A Manchester choir was singing break-up songs to a predominantly European audience, a month after their country decided to leave the European Union. It was priceless, with strains of “Am I going to be an optimist about this?” and “Hello from the other side” filling the red-velvet cushioned hall.
Here’s a short video of it:
— Sarah Wild (@sarahemilywild) July 27, 2016
I recognise this is funny to me ’cause I’m not British or European, but the world might be a better place if nations serenaded each other more often. It could be a whole new form of diplomacy.
The next EuroScience Open Forum will take place in 2018 in Toulouse, France.
Although not quite as startling as the closing ceremony, this third and final day also offered some surprises, namely the best sessions I’ve been to this ESOF. Some of them got so interesting that I had to stop live tweeting them and take more careful notes for the many stories that the sessions germinated.
It started, rather ironically, with an early morning session about hacking your sleep cycle. Most of the presenters admitted that it was too early for them and there was a certain camaraderie in the fact that all of us, speakers included, were rather disgruntled at being awake.
For many of us, that is completely justified: our body has a certain rhythm (the circadian rhythm) which is unique to each of us. Some people are larks, some people are night owls.
Russell Foster, a professor of circadian neuroscience at Oxford University, says: “Earth’s environment is profoundly different as we rotate on our axis, and our body has adapted to these demands.”

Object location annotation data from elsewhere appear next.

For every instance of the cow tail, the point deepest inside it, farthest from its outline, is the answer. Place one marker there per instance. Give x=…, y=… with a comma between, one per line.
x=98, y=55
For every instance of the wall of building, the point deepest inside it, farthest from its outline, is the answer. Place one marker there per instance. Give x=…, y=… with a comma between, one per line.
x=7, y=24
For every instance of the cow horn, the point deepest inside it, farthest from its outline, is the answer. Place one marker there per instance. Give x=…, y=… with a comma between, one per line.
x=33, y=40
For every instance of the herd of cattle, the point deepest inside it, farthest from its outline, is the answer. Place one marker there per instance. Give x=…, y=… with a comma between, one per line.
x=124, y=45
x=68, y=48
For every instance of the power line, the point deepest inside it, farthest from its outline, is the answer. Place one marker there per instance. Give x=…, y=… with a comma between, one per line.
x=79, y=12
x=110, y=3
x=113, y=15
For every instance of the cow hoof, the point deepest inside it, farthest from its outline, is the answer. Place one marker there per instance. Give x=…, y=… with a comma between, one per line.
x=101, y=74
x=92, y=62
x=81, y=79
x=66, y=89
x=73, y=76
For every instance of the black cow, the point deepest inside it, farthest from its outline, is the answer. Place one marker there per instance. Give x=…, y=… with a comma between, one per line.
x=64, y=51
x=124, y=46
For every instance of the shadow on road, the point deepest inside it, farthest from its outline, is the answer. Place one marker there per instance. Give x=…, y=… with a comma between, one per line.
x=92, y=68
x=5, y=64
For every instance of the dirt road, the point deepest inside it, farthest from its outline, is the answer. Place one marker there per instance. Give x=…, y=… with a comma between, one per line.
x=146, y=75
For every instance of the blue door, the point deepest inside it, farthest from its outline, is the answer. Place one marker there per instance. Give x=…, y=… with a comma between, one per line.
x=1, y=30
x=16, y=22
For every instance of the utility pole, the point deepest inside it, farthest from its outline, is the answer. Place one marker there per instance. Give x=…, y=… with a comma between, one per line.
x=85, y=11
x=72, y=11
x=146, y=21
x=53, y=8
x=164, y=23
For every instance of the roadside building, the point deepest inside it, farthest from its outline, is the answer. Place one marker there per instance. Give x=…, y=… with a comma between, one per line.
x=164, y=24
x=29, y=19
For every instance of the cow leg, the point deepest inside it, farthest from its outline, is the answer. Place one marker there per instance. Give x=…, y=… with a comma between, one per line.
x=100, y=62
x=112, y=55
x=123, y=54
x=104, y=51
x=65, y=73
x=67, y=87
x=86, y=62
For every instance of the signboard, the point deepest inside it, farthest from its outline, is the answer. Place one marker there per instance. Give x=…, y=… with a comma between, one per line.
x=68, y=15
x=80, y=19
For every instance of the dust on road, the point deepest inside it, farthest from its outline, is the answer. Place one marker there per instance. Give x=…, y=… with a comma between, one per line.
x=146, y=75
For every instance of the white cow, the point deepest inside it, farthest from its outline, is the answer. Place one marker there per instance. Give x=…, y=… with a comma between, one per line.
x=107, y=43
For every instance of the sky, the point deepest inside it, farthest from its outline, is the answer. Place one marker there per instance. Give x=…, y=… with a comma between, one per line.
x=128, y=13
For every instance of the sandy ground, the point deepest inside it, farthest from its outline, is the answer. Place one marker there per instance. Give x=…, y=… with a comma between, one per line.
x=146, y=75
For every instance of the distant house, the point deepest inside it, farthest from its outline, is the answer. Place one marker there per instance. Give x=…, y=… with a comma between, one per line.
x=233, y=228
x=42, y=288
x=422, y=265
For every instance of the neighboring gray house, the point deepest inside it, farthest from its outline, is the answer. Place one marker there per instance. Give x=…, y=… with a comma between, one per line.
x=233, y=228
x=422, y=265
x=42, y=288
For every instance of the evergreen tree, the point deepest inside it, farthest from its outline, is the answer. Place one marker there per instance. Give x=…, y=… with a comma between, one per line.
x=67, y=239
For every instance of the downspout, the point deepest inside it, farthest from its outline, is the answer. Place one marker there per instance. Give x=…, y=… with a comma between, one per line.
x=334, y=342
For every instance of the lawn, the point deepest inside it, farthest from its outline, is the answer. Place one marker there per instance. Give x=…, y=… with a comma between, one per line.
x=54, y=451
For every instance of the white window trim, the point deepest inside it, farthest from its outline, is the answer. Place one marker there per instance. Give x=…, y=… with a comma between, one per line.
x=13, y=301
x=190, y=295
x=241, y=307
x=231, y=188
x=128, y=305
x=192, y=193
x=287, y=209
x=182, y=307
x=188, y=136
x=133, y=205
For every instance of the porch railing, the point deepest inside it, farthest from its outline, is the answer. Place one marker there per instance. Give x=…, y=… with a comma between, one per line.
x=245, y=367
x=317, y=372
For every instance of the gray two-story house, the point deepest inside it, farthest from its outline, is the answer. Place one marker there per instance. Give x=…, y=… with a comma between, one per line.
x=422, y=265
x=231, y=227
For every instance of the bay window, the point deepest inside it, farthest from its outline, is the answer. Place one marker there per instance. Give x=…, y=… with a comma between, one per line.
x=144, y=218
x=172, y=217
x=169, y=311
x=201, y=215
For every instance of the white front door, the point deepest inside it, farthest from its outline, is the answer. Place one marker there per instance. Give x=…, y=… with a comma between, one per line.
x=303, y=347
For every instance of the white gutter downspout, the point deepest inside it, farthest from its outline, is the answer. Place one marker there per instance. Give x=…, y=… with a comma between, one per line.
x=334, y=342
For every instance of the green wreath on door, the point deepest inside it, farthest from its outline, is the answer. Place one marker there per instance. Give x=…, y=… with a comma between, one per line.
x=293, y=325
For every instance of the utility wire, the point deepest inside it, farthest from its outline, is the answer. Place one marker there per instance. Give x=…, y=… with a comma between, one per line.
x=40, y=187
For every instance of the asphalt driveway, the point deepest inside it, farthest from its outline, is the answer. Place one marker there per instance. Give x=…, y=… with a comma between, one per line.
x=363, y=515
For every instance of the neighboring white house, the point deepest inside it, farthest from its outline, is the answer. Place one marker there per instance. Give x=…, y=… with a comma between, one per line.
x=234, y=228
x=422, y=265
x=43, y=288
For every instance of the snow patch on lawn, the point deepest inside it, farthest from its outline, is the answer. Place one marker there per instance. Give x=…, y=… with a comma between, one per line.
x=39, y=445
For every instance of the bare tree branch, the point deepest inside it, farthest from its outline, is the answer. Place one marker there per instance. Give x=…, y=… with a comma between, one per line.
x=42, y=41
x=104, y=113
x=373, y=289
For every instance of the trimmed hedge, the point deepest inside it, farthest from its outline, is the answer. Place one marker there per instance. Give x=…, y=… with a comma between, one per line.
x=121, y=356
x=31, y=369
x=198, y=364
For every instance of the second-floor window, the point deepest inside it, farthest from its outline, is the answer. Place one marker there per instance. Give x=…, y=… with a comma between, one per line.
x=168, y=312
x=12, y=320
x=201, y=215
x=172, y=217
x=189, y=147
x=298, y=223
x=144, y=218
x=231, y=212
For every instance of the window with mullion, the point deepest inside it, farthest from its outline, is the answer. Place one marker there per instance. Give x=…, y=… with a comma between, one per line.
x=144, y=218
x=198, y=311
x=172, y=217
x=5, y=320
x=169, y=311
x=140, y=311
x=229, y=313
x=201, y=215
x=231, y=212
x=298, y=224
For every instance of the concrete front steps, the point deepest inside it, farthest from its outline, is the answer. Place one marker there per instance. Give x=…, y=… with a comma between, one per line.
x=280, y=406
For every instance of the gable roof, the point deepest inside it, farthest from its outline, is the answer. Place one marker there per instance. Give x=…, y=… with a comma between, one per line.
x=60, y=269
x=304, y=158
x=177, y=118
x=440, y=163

For a long time, it was thought that this natural internal rhythm was regulated by the brain. But researchers have found that every cell in the body – fat, liver, muscle cells, you name it – has the ability to “generate its own master clock”, Foster says. These cells all have a 24-hour cycle of their own, so your body is more of a “circadian network” than a servant of a time-keeping brain.

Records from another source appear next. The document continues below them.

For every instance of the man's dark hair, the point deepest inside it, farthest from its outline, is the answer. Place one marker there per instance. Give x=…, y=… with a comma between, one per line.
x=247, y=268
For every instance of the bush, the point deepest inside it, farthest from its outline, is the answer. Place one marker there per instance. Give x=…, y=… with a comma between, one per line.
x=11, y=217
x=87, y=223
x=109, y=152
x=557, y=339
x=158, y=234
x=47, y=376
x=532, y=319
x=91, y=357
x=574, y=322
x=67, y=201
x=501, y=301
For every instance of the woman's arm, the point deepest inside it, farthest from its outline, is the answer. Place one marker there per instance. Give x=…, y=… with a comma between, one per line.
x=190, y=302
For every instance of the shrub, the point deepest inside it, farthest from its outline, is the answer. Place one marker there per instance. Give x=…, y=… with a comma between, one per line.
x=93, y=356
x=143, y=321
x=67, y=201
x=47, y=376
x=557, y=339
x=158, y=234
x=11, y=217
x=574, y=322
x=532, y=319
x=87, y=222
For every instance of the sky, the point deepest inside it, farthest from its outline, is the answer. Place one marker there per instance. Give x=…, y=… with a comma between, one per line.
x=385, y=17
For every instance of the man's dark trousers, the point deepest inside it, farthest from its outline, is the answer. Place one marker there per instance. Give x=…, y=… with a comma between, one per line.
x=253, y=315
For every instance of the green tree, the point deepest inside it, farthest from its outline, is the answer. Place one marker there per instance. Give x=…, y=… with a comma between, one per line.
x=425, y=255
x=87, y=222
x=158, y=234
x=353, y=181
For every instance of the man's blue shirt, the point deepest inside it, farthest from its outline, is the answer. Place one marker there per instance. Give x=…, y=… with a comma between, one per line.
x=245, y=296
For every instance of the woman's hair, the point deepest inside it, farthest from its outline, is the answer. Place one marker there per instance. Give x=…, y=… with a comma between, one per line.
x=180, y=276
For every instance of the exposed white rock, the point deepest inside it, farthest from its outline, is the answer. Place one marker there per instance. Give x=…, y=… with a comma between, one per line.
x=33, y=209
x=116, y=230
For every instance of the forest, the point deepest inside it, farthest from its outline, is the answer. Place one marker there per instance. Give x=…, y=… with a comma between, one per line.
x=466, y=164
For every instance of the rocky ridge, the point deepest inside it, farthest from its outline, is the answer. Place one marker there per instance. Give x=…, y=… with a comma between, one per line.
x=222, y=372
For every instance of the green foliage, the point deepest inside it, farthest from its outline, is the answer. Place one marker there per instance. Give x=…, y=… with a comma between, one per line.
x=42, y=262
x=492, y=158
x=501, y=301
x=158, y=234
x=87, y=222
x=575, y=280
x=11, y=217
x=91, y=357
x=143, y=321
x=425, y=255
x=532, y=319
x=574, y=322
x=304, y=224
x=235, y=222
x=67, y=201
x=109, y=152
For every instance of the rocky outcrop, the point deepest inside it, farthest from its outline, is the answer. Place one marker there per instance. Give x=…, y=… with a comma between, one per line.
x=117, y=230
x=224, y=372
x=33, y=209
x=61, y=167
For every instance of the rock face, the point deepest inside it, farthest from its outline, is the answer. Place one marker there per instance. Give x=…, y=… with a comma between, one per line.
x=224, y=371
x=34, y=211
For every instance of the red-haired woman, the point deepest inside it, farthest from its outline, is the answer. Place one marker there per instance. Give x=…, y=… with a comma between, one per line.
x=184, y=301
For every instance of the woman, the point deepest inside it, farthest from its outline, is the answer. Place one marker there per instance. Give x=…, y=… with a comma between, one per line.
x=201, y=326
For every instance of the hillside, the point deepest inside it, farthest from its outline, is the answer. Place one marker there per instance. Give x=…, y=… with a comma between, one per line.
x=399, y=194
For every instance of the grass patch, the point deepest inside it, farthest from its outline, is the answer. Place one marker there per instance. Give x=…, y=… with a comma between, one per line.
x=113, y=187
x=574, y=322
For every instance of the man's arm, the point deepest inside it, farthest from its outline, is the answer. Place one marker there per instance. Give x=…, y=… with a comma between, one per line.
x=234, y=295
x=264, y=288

When this network is out of whack, things start going wrong.
Disrupting the links between different clocks causes metabolic problems, says Dr Akhilesh Reddy from the University of Cambridge.

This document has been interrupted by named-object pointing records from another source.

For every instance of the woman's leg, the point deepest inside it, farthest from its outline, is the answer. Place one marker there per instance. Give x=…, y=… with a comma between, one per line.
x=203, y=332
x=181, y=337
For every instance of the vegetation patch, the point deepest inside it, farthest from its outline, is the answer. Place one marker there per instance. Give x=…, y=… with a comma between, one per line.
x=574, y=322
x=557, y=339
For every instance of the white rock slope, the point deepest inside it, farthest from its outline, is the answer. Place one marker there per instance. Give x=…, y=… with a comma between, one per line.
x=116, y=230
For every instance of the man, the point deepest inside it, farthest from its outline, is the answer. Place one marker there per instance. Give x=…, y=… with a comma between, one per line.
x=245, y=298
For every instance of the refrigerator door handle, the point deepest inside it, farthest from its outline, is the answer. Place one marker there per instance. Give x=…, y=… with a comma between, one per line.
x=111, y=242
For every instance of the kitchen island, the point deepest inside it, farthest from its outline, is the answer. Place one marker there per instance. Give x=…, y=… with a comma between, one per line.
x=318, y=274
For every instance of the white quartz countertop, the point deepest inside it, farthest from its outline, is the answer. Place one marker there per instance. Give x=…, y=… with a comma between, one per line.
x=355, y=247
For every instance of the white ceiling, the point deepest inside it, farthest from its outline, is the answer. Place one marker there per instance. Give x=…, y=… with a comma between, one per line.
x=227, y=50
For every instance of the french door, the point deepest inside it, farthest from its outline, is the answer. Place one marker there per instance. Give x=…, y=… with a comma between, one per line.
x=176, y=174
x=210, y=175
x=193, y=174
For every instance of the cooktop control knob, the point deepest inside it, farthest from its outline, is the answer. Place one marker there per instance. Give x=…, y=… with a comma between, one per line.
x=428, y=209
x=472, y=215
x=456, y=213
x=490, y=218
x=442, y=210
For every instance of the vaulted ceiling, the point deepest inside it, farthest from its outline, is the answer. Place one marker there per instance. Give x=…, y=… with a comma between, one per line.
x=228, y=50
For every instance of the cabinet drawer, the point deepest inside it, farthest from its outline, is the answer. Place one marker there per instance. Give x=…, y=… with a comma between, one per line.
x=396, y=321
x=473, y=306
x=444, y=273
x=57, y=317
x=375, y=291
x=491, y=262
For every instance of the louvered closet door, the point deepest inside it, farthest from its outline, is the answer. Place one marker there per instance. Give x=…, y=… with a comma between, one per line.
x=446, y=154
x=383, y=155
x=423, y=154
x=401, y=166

“Jet lag, for example, as you’re adjusting, you almost become diabetic in the way you handle glucose,” he says. You’re also more susceptible to viruses and more at risk of other diseases, which has serious implications for people who do shift work or are perpetually jetlagged.
While people in those sorts of jobs require more targeted interventions, if you, dear reader, think your sleep rhythm is off kilter, Alexis Webb suggested some cool apps to help you out, such as Night Shift on iOS9 and myCircadianClock.
The session on the “mad mob myth” also offered food for thought – and stories. According to Martyn Amos, of Manchester Metropolitan University, the idea of the “mad mob” is a “zombie idea”: it just won’t die.
The consensus of the panel is that there is actually no such thing as a mad mob, a group of people who through osmosis or “infection” (I’m speaking figuratively) take on a hive brain mentality.
“There’s this idea that everyone is motivated in the same way, trying to achieve the same goals, but there is no proof that this is actually happening,” says Otto Adang, a behavioral specialist with the Police Academy of the Netherlands.
This is an important area of research, particularly for South Africa where we have seen a spike in the number of protests, most of which turn violent.
“People make choices,” he says. “In the old theories, people were being swept away. [But the truth is] consciously or subconsciously, each individual is making choices and not everyone is making the same choice.”
Usually, he says, only a minority is violent – “If it’s 10%, it’s a lot. Usually less.” Others may support the ones who are violent, but they do not actually perpetrate acts of violence.
Adang also distinguishes between the causes of violence in a protest and the escalation of violence. “Friction” – a jostling of agendas and behaviours between police and protests, for example – can trigger violence, or what Adang calls “young male syndrome” in which, well, young men go looking for a fight.
Escalation is usually premised on a perception of getting away with it: if individuals in the protesting crowd think that they can get away with the violence without the risk of consequence, then you’re more likely to see stones being thrown.
But ultimately, it comes down to individual choices.